I try to replace some texts inside a csv like following:
$csv = Import-Csv $csvFileName -Delimiter ';'
foreach ($line in $csv)
{
$properties = $line | Get-Member -MemberType Properties
for ($i = 0; $i -lt $properties.Count;$i++)
{
$column = $properties[$i]
$value = $line | Select -ExpandProperty $column.Name
# Convert numbers with , as separator to . separator
if ($value -match "^[+-]?(\d*\,)?\d+$")
{
$value = $value -replace ",", "."
# HOW TO update the CSV cell with the new value here???
# ???
}
}
}
$csv | Export-Csv $csvFileName -Delimiter ',' -NoTypeInformation -Encoding UTF8
As you can see, I miss the line where I want to update the csv line's cell value with the new value => can someone tell me how I can do that?
Assuming the regex you have in place will match the pattern you expect, you can simplify your code using 2 foreach loops, easier than a for. This method invokes the intrinsic PSObject member, available to all PowerShell objects.

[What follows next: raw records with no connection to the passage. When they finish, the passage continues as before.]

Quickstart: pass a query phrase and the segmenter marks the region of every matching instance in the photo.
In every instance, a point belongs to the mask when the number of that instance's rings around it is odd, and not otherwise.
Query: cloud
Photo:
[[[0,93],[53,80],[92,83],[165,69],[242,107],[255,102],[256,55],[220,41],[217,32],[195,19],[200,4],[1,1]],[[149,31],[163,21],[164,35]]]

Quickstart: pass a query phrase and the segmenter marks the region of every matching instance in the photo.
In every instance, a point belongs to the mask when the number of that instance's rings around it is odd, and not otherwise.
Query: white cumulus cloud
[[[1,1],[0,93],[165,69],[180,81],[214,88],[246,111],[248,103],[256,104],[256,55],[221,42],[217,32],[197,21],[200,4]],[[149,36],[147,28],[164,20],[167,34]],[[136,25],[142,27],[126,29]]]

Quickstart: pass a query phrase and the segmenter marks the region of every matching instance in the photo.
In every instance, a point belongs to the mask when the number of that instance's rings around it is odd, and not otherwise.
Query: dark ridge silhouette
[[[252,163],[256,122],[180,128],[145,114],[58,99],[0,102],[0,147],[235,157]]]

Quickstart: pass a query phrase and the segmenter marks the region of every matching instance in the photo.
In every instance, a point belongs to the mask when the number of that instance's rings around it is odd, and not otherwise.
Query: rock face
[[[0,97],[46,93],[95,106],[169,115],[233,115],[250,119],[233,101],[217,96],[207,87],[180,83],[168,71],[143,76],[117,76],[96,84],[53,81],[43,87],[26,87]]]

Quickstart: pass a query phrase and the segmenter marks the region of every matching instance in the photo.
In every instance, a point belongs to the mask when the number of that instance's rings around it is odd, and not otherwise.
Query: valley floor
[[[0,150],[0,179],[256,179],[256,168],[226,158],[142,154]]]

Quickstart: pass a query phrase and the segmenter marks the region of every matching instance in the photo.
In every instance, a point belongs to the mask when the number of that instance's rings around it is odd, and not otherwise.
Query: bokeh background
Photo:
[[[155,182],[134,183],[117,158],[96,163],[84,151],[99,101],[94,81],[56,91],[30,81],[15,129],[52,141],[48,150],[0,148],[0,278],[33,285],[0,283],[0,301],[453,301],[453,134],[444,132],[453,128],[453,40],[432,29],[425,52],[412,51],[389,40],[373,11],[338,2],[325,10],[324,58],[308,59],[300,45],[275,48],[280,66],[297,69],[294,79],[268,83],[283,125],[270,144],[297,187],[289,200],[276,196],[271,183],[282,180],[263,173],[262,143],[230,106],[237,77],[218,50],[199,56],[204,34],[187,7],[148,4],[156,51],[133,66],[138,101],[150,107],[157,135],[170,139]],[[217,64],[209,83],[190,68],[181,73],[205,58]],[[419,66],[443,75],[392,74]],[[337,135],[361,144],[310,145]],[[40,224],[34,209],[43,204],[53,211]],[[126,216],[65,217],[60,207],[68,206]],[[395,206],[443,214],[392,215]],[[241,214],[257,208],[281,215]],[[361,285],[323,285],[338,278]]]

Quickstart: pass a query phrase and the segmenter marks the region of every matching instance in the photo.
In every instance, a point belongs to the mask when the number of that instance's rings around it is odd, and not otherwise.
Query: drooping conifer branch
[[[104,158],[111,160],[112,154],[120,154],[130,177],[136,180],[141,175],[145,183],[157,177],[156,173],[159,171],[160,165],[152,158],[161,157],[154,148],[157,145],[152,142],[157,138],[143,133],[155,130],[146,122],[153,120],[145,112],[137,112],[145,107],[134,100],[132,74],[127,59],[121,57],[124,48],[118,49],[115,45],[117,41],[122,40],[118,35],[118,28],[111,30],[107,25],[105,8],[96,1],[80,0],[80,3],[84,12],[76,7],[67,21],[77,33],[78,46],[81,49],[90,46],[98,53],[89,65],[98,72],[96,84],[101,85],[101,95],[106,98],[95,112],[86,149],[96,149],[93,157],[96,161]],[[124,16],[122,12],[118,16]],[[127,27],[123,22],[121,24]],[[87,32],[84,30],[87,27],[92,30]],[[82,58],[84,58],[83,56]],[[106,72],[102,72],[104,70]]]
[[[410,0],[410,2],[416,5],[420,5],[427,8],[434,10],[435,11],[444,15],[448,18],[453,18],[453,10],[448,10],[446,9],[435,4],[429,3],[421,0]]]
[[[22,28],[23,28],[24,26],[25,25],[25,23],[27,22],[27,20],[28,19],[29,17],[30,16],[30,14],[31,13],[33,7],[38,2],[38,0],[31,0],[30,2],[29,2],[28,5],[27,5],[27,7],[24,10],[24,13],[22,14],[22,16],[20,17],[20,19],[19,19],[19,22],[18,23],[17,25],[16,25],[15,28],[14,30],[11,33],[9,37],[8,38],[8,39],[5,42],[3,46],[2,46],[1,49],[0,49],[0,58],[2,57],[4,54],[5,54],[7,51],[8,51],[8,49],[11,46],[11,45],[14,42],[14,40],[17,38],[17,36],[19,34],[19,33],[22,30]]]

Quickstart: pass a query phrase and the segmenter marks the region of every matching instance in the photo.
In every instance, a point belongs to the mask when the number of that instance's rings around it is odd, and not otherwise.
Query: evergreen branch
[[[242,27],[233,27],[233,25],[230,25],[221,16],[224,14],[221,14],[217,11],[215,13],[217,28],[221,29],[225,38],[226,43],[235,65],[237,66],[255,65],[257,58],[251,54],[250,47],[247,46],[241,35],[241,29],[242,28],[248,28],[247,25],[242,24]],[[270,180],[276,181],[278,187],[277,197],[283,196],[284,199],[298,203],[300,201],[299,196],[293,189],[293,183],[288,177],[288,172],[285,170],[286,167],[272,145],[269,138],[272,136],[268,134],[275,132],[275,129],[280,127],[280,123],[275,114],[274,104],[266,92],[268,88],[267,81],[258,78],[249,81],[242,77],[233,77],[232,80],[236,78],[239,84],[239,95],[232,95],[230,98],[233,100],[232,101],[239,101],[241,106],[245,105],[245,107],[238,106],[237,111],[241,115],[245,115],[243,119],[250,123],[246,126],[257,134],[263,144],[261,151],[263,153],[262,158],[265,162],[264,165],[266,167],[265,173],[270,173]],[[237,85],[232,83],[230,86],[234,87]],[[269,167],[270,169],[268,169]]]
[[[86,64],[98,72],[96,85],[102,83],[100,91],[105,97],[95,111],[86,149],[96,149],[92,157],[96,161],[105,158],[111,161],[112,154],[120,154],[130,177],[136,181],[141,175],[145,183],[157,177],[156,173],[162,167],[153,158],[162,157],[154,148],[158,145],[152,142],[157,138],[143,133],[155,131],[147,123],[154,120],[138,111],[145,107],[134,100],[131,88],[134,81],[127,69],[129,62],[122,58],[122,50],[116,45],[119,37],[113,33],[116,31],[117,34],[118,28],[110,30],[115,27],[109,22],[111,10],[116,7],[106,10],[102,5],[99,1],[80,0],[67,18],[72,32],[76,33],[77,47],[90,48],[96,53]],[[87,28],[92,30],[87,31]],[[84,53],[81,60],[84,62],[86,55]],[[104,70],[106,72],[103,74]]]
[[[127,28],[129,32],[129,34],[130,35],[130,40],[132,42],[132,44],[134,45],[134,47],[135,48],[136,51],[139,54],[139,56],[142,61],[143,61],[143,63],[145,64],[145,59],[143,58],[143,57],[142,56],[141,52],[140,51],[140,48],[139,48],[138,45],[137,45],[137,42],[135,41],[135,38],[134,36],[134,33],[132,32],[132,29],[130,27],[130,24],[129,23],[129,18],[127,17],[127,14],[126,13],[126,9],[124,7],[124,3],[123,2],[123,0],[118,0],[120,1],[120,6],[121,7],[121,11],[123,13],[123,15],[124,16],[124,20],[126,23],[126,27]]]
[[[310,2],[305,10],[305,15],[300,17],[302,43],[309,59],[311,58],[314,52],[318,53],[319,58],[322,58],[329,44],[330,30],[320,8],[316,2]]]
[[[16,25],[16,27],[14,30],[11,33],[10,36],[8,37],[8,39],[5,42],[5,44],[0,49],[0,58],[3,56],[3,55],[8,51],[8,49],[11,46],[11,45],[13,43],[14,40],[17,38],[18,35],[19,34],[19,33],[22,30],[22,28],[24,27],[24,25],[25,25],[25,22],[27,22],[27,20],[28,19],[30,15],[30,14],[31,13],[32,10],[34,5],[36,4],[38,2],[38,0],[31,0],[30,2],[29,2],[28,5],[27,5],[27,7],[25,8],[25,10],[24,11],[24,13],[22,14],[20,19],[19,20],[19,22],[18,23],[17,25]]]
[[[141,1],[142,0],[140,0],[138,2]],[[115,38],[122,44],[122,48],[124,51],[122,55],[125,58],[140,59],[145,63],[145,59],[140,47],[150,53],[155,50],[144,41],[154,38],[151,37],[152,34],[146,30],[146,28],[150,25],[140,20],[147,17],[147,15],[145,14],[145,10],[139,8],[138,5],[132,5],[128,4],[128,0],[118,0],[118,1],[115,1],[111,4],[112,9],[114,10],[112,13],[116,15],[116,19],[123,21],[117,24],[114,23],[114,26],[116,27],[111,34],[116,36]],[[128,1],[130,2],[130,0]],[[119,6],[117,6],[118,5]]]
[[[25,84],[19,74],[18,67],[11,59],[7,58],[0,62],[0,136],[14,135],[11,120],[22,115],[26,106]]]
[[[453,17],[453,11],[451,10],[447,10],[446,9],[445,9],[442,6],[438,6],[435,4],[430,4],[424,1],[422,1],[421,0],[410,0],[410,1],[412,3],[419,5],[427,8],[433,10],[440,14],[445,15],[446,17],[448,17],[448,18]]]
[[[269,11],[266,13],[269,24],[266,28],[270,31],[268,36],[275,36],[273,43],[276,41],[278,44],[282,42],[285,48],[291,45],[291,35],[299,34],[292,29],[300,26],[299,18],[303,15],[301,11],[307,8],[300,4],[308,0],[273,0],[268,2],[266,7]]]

$csv = Import-Csv $csvFileName -Delimiter ';'
foreach ($line in $csv) {
foreach($property in $line.PSObject.Properties) {
if ($property.Value -match "^[+-]?(\d*\,)?\d+$") {
# regex operator not needed in this case
$property.Value = $property.Value.Replace(",", ".")
}
}
}
$csv | Export-Csv ....
You can also do all process in pipeline (method above should be clearly faster, however this method is likely to be memory friendlier):
Import-Csv $csvFileName -Delimiter ';' | ForEach-Object {
foreach($property in $_.PSObject.Properties) {
if ($property.Value -match "^[+-]?(\d*\,)?\d+$") {
# regex operator not needed in this case
$property.Value = $property.Value.Replace(",", ".")
}
}
$_ # => output this object
} | Export-Csv myexport.csv -NoTypeInformation

Memory exception while filtering large CSV files

getting memory exception while running this code. Is there a way to filter one file at a time and write output and append after processing each file. Seems the below code loads everything to memory.
$inputFolder = "C:\Change\2019\October"
$outputFile = "C:\Change\2019\output.csv"
Get-ChildItem $inputFolder -File -Filter '*.csv' |
ForEach-Object { Import-Csv $_.FullName } |
Where-Object { $_.machine_type -eq 'workstations' } |
Export-Csv $outputFile -NoType
May be can you export and filter your files one by one and append result into your output file like this :
$inputFolder = "C:\Change\2019\October"
$outputFile = "C:\Change\2019\output.csv"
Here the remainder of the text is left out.